Distribution Server

A distribution server makes it possible for your organization to expose a limited set of content and history to third parties without needing to provide direct access to your main server. We expect that distribution servers will be deployed in a publicly accessible network with no means of communication to the internal server, effectively air-gapping the third party users from the internal network.

This topic assumes you have read the Guidelines for setting up multi-server services

Flow of data

  1. An internal server uses p4 push to push content to the distribution server, which is located in a DMZ. The distribution server does not accept p4 submit.

  2. (Optional) The content on the distribution server can be replicated to one or more edge servers in the DMZ.

    Replicas of distribution servers can be created. For example, edge servers of the distribution server can be created in geographically distributed locations to provide lower latency sync's to third parties that are far away from the distribution server.

  3. The external consumers use p4 sync to take the code drops.

Prerequisites

  • Helix Core Server 2023.1 (or later)

  • License to use the Distribution Server. Distribution Server is a new feature released at the same time as the 2023.1 release of Helix Core Server. To purchase a Distribution Server license, contact your Perforce account representative.

Security considerations

  • Standard "protections" functionality within Helix Core secures the content on the target server.

  • The internal server must be able to connect to the distribution server to push additional content.

  • No detailed user information is exposed from the source to the target because the users and groups that are defined on the target server are independent of the source server.

  • Changelist metadata is exposed.

Setting up the Distribution Server

Important

The steps on this page assume you have logged into the server as the Helix Core user with the access level of super. See Permission levels and access rights in the p4 protect topic of Helix Core Command-Line (P4) Reference. That user can have any name, but for convenience the examples use super:

p4 -u super login

  1. Decide which content you want to push to the Distribution Server.

  2. Decide your business rule for change numbers.

    • Without setting up a Centralized changelist server (P4CHANGE) server, only p4 push can create new changelists and the external consumers only need list permission.

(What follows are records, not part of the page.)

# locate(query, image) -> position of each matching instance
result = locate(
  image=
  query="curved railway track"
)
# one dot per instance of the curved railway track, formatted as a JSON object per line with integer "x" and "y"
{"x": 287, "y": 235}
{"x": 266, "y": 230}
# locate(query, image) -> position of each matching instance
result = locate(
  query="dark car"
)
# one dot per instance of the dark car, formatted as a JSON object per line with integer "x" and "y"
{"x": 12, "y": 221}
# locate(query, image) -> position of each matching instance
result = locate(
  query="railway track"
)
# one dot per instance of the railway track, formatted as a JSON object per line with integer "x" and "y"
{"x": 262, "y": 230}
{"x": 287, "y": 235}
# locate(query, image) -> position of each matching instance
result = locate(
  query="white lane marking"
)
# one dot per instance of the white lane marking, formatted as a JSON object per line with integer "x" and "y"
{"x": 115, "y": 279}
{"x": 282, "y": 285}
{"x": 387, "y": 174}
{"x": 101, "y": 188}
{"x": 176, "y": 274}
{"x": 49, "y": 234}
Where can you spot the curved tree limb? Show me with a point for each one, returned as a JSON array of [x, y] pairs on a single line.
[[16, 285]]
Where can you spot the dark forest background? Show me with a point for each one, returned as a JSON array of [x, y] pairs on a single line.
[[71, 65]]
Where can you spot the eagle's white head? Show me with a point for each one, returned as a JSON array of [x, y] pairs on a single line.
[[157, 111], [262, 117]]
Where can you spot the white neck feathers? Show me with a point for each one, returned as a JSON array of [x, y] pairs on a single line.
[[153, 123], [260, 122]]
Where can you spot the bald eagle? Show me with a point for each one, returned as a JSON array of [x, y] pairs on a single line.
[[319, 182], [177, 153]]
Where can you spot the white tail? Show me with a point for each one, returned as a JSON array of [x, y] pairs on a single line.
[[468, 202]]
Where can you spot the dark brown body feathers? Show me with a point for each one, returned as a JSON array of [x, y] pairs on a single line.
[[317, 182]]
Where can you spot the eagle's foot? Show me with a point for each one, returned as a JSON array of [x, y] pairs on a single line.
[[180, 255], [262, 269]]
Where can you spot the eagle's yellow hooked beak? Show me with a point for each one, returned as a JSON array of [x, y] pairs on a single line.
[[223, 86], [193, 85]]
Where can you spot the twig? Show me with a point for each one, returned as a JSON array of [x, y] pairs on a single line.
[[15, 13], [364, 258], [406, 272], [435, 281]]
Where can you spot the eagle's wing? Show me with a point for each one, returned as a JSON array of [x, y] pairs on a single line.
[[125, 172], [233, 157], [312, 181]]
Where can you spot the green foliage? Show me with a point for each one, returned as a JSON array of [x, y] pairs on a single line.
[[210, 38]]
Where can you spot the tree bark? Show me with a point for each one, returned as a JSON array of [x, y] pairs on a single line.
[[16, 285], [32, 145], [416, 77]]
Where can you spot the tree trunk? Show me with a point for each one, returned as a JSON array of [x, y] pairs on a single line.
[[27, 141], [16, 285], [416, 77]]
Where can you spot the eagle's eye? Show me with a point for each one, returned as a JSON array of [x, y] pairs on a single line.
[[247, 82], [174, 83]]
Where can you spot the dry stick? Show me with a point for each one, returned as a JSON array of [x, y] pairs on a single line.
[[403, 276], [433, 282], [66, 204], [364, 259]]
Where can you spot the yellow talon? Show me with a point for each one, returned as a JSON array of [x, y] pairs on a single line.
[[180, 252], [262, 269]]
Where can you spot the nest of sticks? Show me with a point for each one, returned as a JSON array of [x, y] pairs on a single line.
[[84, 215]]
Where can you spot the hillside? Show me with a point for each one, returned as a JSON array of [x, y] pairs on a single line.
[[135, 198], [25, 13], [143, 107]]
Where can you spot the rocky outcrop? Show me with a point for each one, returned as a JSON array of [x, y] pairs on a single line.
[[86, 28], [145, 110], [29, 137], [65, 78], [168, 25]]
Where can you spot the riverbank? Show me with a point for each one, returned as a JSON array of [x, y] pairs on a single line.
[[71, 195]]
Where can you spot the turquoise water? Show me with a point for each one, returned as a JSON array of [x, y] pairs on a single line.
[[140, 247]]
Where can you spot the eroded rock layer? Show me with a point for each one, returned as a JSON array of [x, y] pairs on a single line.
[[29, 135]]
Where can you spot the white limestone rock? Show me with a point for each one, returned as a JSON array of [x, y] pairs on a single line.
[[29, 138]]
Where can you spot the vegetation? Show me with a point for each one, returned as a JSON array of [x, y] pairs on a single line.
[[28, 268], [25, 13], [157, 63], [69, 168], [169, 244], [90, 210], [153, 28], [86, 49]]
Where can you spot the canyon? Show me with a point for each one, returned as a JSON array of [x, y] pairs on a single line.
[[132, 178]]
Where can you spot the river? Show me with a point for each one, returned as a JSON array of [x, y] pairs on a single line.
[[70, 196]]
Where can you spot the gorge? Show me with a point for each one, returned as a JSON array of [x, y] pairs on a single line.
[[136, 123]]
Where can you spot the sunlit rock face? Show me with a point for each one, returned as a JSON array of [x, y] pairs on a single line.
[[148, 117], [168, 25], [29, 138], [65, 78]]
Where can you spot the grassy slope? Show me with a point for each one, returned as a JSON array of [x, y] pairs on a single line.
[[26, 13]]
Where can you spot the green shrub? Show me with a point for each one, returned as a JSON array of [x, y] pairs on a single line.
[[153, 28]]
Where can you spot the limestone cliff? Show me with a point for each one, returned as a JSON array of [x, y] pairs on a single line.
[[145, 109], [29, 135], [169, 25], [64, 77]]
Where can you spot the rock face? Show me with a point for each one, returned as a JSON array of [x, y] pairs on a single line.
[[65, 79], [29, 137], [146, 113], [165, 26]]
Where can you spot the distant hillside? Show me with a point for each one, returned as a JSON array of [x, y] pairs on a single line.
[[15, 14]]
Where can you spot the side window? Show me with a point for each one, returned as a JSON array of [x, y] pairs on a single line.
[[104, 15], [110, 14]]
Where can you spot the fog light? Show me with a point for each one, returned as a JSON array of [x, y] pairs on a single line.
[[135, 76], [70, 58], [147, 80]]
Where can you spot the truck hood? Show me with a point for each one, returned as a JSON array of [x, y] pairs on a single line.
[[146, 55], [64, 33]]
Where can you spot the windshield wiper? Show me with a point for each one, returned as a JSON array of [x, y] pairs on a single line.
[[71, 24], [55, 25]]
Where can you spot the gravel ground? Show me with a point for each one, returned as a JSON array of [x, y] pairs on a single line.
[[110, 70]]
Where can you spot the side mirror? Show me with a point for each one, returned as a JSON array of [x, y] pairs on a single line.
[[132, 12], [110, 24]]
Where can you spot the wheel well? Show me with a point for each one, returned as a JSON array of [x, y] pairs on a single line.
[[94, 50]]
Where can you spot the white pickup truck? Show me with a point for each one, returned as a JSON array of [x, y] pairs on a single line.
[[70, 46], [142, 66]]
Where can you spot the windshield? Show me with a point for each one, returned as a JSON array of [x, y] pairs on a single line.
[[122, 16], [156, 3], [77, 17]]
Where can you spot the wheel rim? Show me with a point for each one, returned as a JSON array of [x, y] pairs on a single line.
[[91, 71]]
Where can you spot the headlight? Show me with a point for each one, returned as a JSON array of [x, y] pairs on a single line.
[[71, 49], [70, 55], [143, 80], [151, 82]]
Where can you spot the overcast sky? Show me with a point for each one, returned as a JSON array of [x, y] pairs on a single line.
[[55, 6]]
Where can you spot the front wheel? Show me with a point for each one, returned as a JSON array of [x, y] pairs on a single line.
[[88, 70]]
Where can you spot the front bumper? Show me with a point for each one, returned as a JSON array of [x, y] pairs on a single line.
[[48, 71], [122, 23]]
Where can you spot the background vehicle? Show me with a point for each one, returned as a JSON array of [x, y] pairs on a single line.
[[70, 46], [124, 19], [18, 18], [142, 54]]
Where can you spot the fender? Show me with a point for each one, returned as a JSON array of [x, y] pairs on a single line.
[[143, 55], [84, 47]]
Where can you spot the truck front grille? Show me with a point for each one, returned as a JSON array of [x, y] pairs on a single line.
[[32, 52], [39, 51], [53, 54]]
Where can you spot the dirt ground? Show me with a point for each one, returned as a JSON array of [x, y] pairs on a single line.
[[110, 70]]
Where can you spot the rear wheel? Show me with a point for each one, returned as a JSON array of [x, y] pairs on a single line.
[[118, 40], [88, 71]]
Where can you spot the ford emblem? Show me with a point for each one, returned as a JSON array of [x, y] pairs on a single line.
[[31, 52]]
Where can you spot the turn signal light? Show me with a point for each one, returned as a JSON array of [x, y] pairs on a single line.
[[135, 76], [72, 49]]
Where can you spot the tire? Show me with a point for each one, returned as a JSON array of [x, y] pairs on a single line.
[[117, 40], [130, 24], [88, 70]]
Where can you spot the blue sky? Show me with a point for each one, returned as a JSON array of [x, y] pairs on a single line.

See Set protections with p4 protect.

    • With a centralized changelist server, external consumers can create pending changes but it is your responsibility to manage the protections table so only the appropriate users have access.

  3. Get a license for the Distribution Server by contacting your Helix Core account representative and indicating the number of Distribution Server users.

  4. Start a new server after copying the Distribution Server license file into P4ROOT.

  5. Create a server spec with Services: distribution-server (see p4 server in Helix Core Command-Line (P4) Reference)

  6. Set the Distribution Server to use that server spec using p4 -u super serverid DIST-SERVER-SPEC-NAME

  7. (Optional) If you want to preserve change numbers for content pushed to the distribution server, run
    p4 -u super configure set DIST-SERVER-SPEC-NAME#dm.fetch.preservechangenumbers=1

  8. Allow the Distribution Server to accept push using p4 -u super configure set DIST-SERVER-SPEC-NAME#server.allowpush=2

  9. On the internal commit server,

    1. Run p4 -u super configure set COMMIT-SERVER-SPEC-NAME#server.allowpush=1 if this configurable is not already set to a higher value.

    2. Create a remote spec for the Distribution Server. (See the p4 remote command.)

    3. Change the Address field of the remote spec to match the address and port for the Distribution Server.

    4. Run p4 push to the Distribution Server by using the remote spec. This might be a manual operation, scripted as a cron job, or part of continuous integration.